A ministra também citou o art. 836 do CPC, segundo o qual não será realizada penhora quando for evidente que o produto da execução dos bens encontrados será totalmente absorvido pelo pagamento das custas da execução.

Para Nancy Andrighi, essa regra expressa o princípio da utilidade da penhora, segundo o qual a constrição deve apresentar utilidade prática para o processo executivo. No entanto, a relatora destacou que a inutilidade precisa ser evidente. Caso contrário, mesmo que se projete uma satisfação pequena do crédito, a diligência deve ser permitida.

Segundo a ministra, o valor irrisório do bem objeto de penhora em comparação com a dívida executada não é, por si só, hipótese legal de impenhorabilidade.

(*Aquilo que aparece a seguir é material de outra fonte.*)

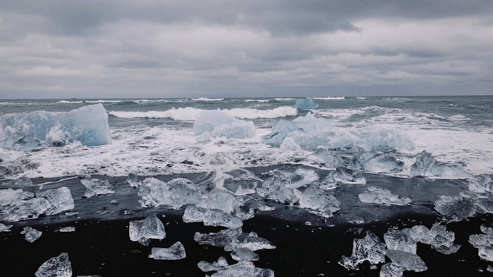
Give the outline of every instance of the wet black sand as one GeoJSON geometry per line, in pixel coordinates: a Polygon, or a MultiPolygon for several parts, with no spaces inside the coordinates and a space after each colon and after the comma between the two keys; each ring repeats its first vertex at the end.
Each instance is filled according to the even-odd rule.
{"type": "MultiPolygon", "coordinates": [[[[287,209],[287,208],[286,208],[287,209]]],[[[354,238],[365,236],[371,230],[383,241],[383,234],[389,227],[398,229],[423,224],[430,228],[437,221],[435,216],[408,214],[387,222],[355,225],[340,224],[309,226],[304,221],[282,220],[265,214],[257,214],[244,221],[245,232],[254,231],[258,236],[277,246],[274,249],[256,251],[260,260],[254,262],[257,267],[274,271],[276,276],[378,276],[383,264],[377,269],[370,269],[365,262],[358,271],[350,271],[338,264],[343,255],[350,256],[354,238]],[[349,228],[362,227],[363,232],[355,234],[349,228]],[[322,275],[323,274],[323,275],[322,275]]],[[[167,237],[162,241],[152,240],[148,246],[130,240],[130,219],[98,221],[80,220],[36,225],[29,220],[16,224],[10,232],[0,233],[0,271],[1,276],[33,276],[39,266],[62,252],[69,253],[73,276],[99,274],[112,276],[204,276],[197,266],[201,260],[212,262],[221,256],[230,264],[236,263],[229,252],[221,248],[200,246],[193,240],[196,232],[217,232],[221,228],[205,226],[202,223],[185,223],[180,213],[159,211],[158,217],[165,224],[167,237]],[[166,215],[162,217],[163,214],[166,215]],[[33,243],[24,240],[20,234],[25,226],[42,231],[41,238],[33,243]],[[67,226],[75,226],[71,233],[54,230],[67,226]],[[187,257],[178,261],[158,261],[148,257],[152,247],[169,247],[176,242],[184,245],[187,257]],[[135,253],[139,250],[140,253],[135,253]]],[[[140,219],[141,217],[133,218],[140,219]]],[[[462,245],[459,251],[444,255],[430,247],[418,244],[417,254],[428,266],[421,273],[406,271],[410,276],[478,276],[493,274],[487,271],[493,263],[482,261],[477,249],[467,242],[472,234],[480,234],[482,224],[493,222],[493,216],[482,215],[467,221],[447,224],[447,230],[456,233],[455,242],[462,245]],[[483,272],[478,271],[482,268],[483,272]]],[[[387,258],[387,261],[389,260],[387,258]]],[[[209,273],[211,274],[213,272],[209,273]]]]}

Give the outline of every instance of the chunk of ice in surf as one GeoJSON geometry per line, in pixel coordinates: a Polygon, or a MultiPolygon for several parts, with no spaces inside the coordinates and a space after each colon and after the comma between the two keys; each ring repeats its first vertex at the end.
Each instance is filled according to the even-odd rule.
{"type": "Polygon", "coordinates": [[[115,193],[115,191],[111,189],[111,185],[109,185],[107,180],[100,180],[98,178],[81,179],[80,183],[87,188],[84,193],[84,197],[115,193]]]}
{"type": "Polygon", "coordinates": [[[181,260],[186,257],[186,253],[181,243],[176,242],[168,248],[153,247],[149,257],[155,260],[181,260]]]}
{"type": "Polygon", "coordinates": [[[26,241],[32,243],[39,239],[43,232],[30,227],[25,227],[24,229],[21,232],[21,234],[24,235],[24,239],[26,241]]]}
{"type": "Polygon", "coordinates": [[[412,177],[451,178],[467,177],[469,174],[463,163],[446,163],[439,161],[424,151],[416,155],[416,161],[411,166],[412,177]]]}
{"type": "Polygon", "coordinates": [[[69,260],[69,254],[62,253],[41,265],[35,274],[36,277],[70,277],[72,265],[69,260]]]}
{"type": "Polygon", "coordinates": [[[370,231],[367,231],[364,238],[354,239],[352,254],[351,257],[343,256],[339,264],[348,270],[355,270],[365,261],[373,265],[385,262],[385,244],[370,231]]]}
{"type": "Polygon", "coordinates": [[[368,191],[360,193],[358,198],[362,202],[374,203],[385,205],[404,206],[411,203],[409,197],[401,198],[390,190],[375,185],[368,186],[368,191]]]}
{"type": "Polygon", "coordinates": [[[130,221],[128,230],[131,241],[139,242],[144,246],[149,245],[151,239],[162,240],[166,237],[164,225],[156,215],[141,220],[130,221]]]}

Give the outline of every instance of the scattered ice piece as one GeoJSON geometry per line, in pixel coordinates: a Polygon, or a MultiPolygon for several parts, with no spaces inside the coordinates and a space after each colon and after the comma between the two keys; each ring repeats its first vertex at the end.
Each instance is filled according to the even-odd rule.
{"type": "Polygon", "coordinates": [[[339,264],[348,270],[355,270],[364,261],[368,261],[372,264],[385,262],[385,244],[370,231],[367,231],[364,238],[354,239],[352,254],[351,257],[343,256],[339,264]]]}
{"type": "Polygon", "coordinates": [[[467,177],[469,174],[463,163],[446,163],[436,160],[424,151],[416,155],[416,161],[411,166],[412,177],[467,177]]]}
{"type": "Polygon", "coordinates": [[[392,194],[388,189],[375,185],[368,186],[367,189],[368,192],[358,195],[358,197],[362,202],[397,206],[404,206],[411,203],[411,199],[409,197],[400,198],[398,195],[392,194]]]}
{"type": "Polygon", "coordinates": [[[152,215],[141,220],[130,221],[129,235],[131,241],[147,246],[150,243],[150,239],[162,240],[165,238],[166,232],[163,222],[156,215],[152,215]]]}
{"type": "Polygon", "coordinates": [[[424,262],[416,253],[387,249],[386,255],[392,262],[400,265],[405,270],[421,272],[428,269],[424,262]]]}
{"type": "Polygon", "coordinates": [[[85,197],[89,198],[101,194],[115,193],[114,190],[111,189],[111,185],[109,185],[107,180],[100,180],[98,178],[82,179],[80,180],[80,183],[87,188],[85,193],[84,193],[85,197]]]}
{"type": "Polygon", "coordinates": [[[42,232],[30,227],[25,227],[24,230],[21,232],[21,234],[24,235],[24,238],[26,240],[30,243],[32,243],[39,239],[42,233],[42,232]]]}
{"type": "Polygon", "coordinates": [[[247,248],[239,248],[231,252],[235,261],[258,261],[258,254],[247,248]]]}
{"type": "Polygon", "coordinates": [[[176,242],[169,248],[153,247],[149,258],[155,260],[181,260],[186,257],[185,247],[180,242],[176,242]]]}
{"type": "Polygon", "coordinates": [[[62,253],[48,260],[41,265],[35,275],[36,277],[71,277],[72,265],[69,260],[69,254],[62,253]]]}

Ela ressaltou que, no caso concreto, sequer se discutia a efetivação da penhora, mas apenas a possibilidade de buscar informações sobre a existência de valores.

A relatora observou que não cabe ao Judiciário fazer um exercício de futurologia sobre o resultado da diligência. Assim, a presunção de que eventuais verbas salariais seriam de valor reduzido não basta para impedir a expedição de ofícios.

Com esse entendimento, a turma conheceu do recurso especial e deu-lhe provimento para autorizar, desde logo, a expedição dos ofícios destinados a verificar a existência de verbas de natureza salarial eventualmente penhoráveis.

O advogado Hugo Damasceno Teles, da Advocacia Fontes Advogados Associados S/S, atuou em nome da própria banca.